Ein Gehirn, um sie alle zu binden
DeepMinds Strategie stellt eine grundlegende Wette dar: dass die Zukunft der Robotik nicht in besserer Hardware, sondern in einer universelleren, skalierbaren Intelligenz liegt. Durch die Entkopplung des KI-„Gehirns“ vom Roboter-„Körper“ wollen sie ein Grundlagenmodell schaffen, das gleichzeitig von jedem Roboter lernen kann, um sein Wissen über eine globale Flotte von Maschinen hinweg zu erweitern.

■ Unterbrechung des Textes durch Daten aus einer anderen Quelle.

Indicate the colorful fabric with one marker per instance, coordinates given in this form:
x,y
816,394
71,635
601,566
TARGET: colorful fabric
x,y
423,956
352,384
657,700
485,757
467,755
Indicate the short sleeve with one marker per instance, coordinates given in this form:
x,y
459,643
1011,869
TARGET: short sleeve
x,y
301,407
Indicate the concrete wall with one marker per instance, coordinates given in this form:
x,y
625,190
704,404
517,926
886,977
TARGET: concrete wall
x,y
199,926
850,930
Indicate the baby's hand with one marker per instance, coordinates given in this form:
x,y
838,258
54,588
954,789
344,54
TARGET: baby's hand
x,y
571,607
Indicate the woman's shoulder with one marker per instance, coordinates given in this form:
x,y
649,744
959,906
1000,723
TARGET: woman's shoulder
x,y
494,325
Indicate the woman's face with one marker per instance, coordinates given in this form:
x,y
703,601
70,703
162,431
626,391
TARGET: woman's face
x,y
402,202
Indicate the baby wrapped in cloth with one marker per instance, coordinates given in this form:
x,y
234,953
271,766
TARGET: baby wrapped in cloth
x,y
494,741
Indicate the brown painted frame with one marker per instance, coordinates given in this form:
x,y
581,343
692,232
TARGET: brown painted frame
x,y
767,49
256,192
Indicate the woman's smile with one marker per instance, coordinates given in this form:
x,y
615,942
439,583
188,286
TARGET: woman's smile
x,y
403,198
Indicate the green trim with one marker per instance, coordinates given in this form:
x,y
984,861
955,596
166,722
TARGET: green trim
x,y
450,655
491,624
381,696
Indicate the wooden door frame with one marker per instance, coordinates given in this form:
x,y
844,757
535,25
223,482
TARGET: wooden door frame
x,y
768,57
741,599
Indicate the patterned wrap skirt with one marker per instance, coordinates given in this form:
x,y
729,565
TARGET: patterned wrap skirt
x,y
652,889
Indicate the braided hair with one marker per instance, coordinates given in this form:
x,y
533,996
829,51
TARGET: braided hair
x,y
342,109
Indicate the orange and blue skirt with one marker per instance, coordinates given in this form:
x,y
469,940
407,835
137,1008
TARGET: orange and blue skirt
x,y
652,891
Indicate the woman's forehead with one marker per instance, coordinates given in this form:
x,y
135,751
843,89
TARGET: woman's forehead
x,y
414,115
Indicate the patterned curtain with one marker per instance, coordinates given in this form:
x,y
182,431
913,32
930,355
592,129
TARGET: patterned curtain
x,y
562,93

Es ist ein Ansatz, der endlich den Engpass von einem Roboter, einem Gehirn durchbrechen könnte, der das Feld seit Jahrzehnten einschränkt. Wir bekommen nicht nur einen intelligenteren Roboter; wir erleben die Geburt eines universellen Piloten, bereit, jede Maschine zu verkörpern, die wir bauen können. Der Roboter-Butler der Jetsons, so scheint es, hat gerade einen gigantischen, körperübergreifenden Sprung nach vorne gemacht.